La ripartizione dei contributi suddetti, sia annuali che straordinari, è determinata in conformità al Decreto del Ministero delle politiche agricole e forestali, n. 410 del 12 settembre 2000, secondo i seguenti principi:

  • la quota da porre a carico delle categorie individuate ai punti 1, 2 e 4 dell'art. 5 del presente Statuto, non può superare la percentuale di rappresentanza fissata per la categoria medesima, determinata secondo l'art. 15 del presente Statuto;
  • la quota da porre a carico della categoria individuata al punto 3 dell'art. 5 del presente Statuto, è conteggiata su tutti i soggetti compresi nella categoria medesima, anche se non aderenti al Consorzio;
  • nell'ambito della quota attribuita ad ogni categoria, ogni soggetto appartenente alla categoria medesima dovrà contribuire con una quota commisurata alla quantità di prodotto controllata e ritenuta idonea dall'Organismo di controllo.

Durante la vita del Consorzio non possono essere distribuiti ai consorziati, neanche in modo indiretto, eventuali utili o avanzi di gestione, nonché fondi, riserve o patrimonio.

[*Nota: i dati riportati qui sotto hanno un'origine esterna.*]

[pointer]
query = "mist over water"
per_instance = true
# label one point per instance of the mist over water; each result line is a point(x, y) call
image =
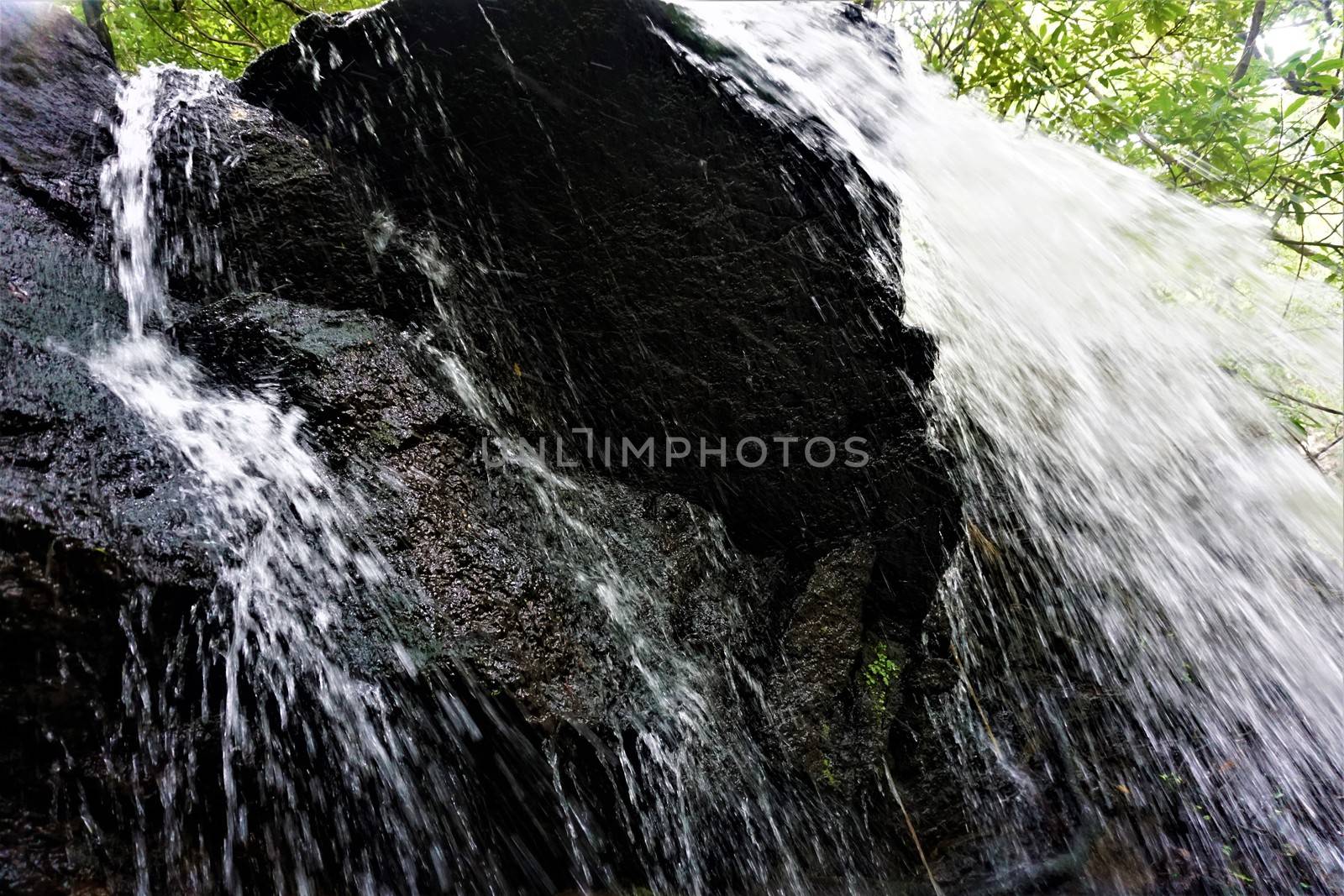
point(1149, 591)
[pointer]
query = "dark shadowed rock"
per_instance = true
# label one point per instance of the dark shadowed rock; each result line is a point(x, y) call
point(57, 85)
point(628, 249)
point(611, 241)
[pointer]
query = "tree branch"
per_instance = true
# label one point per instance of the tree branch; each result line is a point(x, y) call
point(1252, 34)
point(293, 7)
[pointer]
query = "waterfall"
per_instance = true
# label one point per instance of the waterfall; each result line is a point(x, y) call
point(306, 739)
point(1144, 614)
point(380, 775)
point(1147, 607)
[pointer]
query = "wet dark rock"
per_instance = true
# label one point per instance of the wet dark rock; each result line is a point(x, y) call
point(57, 83)
point(613, 242)
point(629, 249)
point(93, 511)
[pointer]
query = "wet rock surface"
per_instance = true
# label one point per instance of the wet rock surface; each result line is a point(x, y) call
point(618, 244)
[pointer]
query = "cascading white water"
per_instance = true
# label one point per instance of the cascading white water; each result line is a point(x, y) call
point(1159, 547)
point(312, 750)
point(1142, 533)
point(292, 558)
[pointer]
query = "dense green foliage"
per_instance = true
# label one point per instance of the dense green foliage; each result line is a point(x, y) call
point(201, 34)
point(1189, 89)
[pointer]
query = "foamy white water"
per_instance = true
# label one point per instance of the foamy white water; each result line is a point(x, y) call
point(1142, 539)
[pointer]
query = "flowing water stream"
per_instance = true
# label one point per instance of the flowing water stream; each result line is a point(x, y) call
point(1146, 610)
point(1151, 584)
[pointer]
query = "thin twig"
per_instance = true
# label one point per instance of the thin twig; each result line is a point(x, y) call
point(911, 826)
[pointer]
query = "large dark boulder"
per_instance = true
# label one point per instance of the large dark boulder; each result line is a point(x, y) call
point(628, 249)
point(608, 239)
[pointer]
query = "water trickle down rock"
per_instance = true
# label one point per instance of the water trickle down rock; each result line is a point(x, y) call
point(652, 257)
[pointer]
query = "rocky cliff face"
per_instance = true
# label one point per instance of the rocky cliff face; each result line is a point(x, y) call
point(558, 196)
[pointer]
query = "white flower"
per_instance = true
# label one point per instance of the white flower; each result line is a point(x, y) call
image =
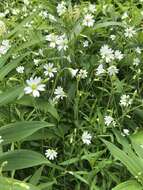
point(86, 137)
point(20, 69)
point(88, 20)
point(61, 8)
point(60, 94)
point(49, 70)
point(73, 72)
point(124, 16)
point(85, 43)
point(129, 32)
point(100, 70)
point(138, 50)
point(126, 131)
point(4, 47)
point(112, 37)
point(92, 8)
point(82, 74)
point(51, 154)
point(36, 62)
point(52, 38)
point(52, 18)
point(112, 70)
point(44, 14)
point(136, 61)
point(26, 2)
point(118, 55)
point(2, 14)
point(34, 86)
point(1, 139)
point(109, 120)
point(62, 42)
point(2, 28)
point(125, 100)
point(107, 53)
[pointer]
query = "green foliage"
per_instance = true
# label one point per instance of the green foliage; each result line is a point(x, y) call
point(71, 109)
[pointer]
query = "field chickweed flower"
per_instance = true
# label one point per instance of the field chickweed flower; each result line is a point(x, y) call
point(118, 55)
point(86, 137)
point(92, 8)
point(125, 100)
point(59, 92)
point(52, 38)
point(2, 28)
point(138, 50)
point(4, 47)
point(112, 70)
point(73, 72)
point(136, 61)
point(112, 37)
point(107, 53)
point(20, 69)
point(129, 32)
point(100, 70)
point(62, 42)
point(34, 86)
point(49, 70)
point(82, 74)
point(109, 120)
point(1, 139)
point(125, 15)
point(85, 43)
point(126, 131)
point(51, 154)
point(61, 8)
point(88, 20)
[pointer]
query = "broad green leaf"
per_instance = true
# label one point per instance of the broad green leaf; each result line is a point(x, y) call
point(84, 157)
point(20, 130)
point(12, 184)
point(10, 95)
point(129, 185)
point(20, 159)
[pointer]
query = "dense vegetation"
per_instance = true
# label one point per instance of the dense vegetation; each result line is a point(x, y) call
point(71, 108)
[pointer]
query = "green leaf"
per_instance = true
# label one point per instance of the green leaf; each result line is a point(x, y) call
point(107, 24)
point(36, 177)
point(128, 185)
point(133, 165)
point(20, 130)
point(12, 184)
point(20, 159)
point(10, 95)
point(10, 66)
point(137, 137)
point(40, 104)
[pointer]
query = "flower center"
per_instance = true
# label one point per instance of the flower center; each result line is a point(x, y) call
point(34, 86)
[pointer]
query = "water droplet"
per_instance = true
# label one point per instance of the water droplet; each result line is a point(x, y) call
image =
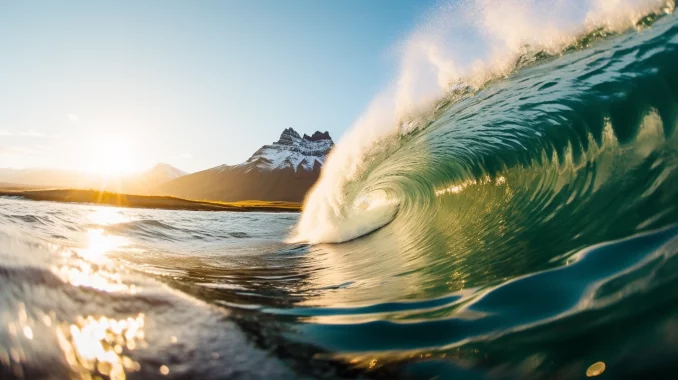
point(595, 369)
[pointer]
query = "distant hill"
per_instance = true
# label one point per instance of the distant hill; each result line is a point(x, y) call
point(137, 183)
point(282, 171)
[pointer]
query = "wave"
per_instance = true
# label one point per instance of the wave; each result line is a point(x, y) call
point(574, 110)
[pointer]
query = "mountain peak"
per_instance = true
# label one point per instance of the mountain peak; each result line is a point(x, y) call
point(293, 151)
point(288, 136)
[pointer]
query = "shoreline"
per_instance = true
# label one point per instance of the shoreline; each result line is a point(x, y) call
point(161, 202)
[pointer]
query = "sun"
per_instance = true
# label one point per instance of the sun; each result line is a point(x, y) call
point(111, 157)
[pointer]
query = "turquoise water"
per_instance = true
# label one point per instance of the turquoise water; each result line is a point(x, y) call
point(527, 229)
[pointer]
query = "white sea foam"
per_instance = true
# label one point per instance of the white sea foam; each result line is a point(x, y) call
point(465, 44)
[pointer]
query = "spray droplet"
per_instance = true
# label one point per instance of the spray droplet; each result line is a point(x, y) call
point(595, 369)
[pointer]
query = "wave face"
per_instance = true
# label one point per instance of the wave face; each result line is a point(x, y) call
point(572, 119)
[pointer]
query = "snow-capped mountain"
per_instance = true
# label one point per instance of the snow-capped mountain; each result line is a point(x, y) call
point(293, 151)
point(284, 171)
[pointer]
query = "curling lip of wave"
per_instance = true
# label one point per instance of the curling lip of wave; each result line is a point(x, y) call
point(330, 214)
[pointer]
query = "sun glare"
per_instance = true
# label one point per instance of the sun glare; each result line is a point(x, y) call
point(111, 158)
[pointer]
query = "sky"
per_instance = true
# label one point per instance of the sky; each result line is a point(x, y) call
point(127, 84)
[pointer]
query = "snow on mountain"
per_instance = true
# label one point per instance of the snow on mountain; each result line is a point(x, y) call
point(163, 172)
point(291, 151)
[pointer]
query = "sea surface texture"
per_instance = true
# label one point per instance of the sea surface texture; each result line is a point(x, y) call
point(527, 229)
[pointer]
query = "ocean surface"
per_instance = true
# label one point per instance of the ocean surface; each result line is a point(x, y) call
point(526, 228)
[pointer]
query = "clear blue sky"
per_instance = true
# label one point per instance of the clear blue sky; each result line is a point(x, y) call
point(195, 84)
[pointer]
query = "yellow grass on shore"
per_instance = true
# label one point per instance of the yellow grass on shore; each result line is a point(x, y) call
point(147, 201)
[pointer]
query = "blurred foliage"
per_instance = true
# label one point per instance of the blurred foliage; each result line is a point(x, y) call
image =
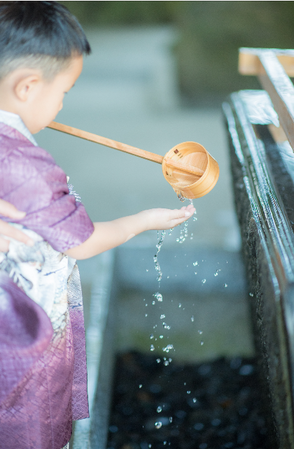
point(210, 34)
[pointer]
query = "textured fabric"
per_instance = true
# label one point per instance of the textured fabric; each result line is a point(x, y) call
point(31, 180)
point(43, 379)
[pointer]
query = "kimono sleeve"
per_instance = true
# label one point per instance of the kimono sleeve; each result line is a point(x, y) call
point(32, 181)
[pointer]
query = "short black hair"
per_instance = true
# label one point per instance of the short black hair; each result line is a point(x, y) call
point(32, 31)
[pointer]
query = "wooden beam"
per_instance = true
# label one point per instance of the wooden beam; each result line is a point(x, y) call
point(266, 65)
point(249, 63)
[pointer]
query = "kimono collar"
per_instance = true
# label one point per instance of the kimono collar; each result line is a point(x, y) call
point(16, 122)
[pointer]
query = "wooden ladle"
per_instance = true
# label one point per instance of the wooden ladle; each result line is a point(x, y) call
point(180, 169)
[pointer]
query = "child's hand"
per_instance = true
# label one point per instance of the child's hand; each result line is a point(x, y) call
point(110, 234)
point(8, 210)
point(160, 219)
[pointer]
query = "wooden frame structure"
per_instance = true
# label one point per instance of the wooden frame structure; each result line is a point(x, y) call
point(273, 68)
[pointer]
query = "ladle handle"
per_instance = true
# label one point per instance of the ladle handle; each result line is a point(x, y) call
point(122, 147)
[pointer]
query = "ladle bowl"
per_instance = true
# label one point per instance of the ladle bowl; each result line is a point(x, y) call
point(188, 167)
point(190, 155)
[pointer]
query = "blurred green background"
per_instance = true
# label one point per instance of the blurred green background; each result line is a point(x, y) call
point(209, 36)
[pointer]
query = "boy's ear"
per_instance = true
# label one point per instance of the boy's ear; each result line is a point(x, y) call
point(25, 86)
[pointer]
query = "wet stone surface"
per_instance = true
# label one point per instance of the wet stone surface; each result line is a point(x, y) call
point(207, 406)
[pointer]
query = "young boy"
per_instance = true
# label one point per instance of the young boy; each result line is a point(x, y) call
point(43, 377)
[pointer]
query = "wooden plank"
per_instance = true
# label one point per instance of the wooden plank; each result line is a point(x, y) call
point(275, 81)
point(249, 63)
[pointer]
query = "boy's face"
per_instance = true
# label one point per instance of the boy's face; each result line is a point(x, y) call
point(47, 99)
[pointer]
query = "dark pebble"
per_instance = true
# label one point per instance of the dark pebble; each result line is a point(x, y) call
point(212, 405)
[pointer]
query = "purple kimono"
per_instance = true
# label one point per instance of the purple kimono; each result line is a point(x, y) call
point(43, 378)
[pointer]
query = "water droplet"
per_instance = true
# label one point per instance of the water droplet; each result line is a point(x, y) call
point(158, 296)
point(168, 348)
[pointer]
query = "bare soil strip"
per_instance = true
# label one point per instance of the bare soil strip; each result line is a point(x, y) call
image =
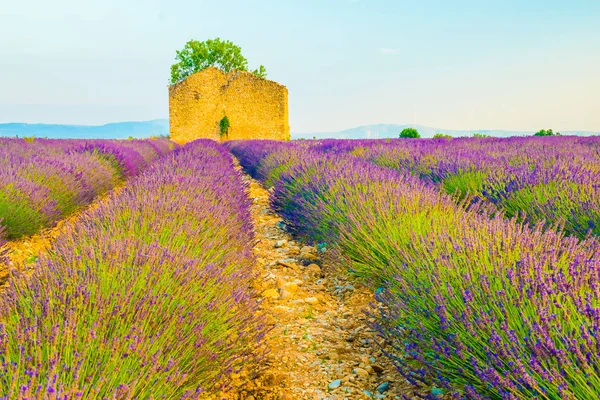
point(21, 254)
point(320, 344)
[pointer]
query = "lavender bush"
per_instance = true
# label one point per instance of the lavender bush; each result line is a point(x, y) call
point(553, 180)
point(148, 296)
point(45, 180)
point(480, 306)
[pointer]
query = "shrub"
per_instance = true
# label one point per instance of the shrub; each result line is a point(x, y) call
point(45, 180)
point(478, 305)
point(147, 296)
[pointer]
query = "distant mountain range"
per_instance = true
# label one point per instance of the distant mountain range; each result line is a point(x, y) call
point(117, 130)
point(160, 127)
point(382, 131)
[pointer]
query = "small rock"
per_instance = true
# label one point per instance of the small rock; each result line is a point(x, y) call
point(313, 269)
point(290, 287)
point(383, 387)
point(287, 264)
point(270, 294)
point(377, 368)
point(335, 384)
point(311, 300)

Art. 14) Organi consortili

Gli Organi del Consorzio sono costituiti da:

  • Assemblea dei consorziati;
  • Consiglio di Amministrazione;
  • Presidente;
  • Collegio sindacale;
  • Collegio dei Probiviri.

Tutte le cariche sociali, ad esclusione dei compensi al Collegio sindacale, sono a titolo gratuito.

Art. 15) Rappresentanza negli Organi consortili

I criteri di rappresentanza dei consorziati, appartenenti alle diverse categorie di cui all'art. 5 del presente Statuto, sono fissati nell'ambito degli organi sociali in conformità al Decreto del Ministero delle Politiche agricole e forestali n.61414 del 12 aprile 2000.
In particolare:

  1. ai produttori compete una percentuale minima di rappresentatività pari al 66,1%;
  2. agli allevatori, compete una percentuale massima di rappresentatività pari all'11,3%;
  3. ai macellatori, compete una percentuale massima di rappresentatività pari all'11,3%;
  4. ai confezionatori compete una percentuale massima di rappresentatività pari all'11,3%.

Le percentuali minime e massime di cui al punto precedente si applicano nell'ipotesi di totale adesione al Consorzio di tutti i soggetti sottoposti al controllo dell'Organismo autorizzato.
Diversamente, le percentuali massime, per ciascuna categoria di cui ai punti 2, 3, 4, sono ridotte di una quantità proporzionale alla quota di produzione certificata o ritenuta idonea attribuibile ai soggetti, appartenenti alla categoria medesima, sottoposti al controllo dell'Organismo autorizzato ma non aderenti al Consorzio.
I dati necessari al calcolo di tali quantità sono determinati annualmente dal Consiglio di Amministrazione sulla base dei dati forniti dall'Organismo di Controllo autorizzato, con riferimento all'anno precedente.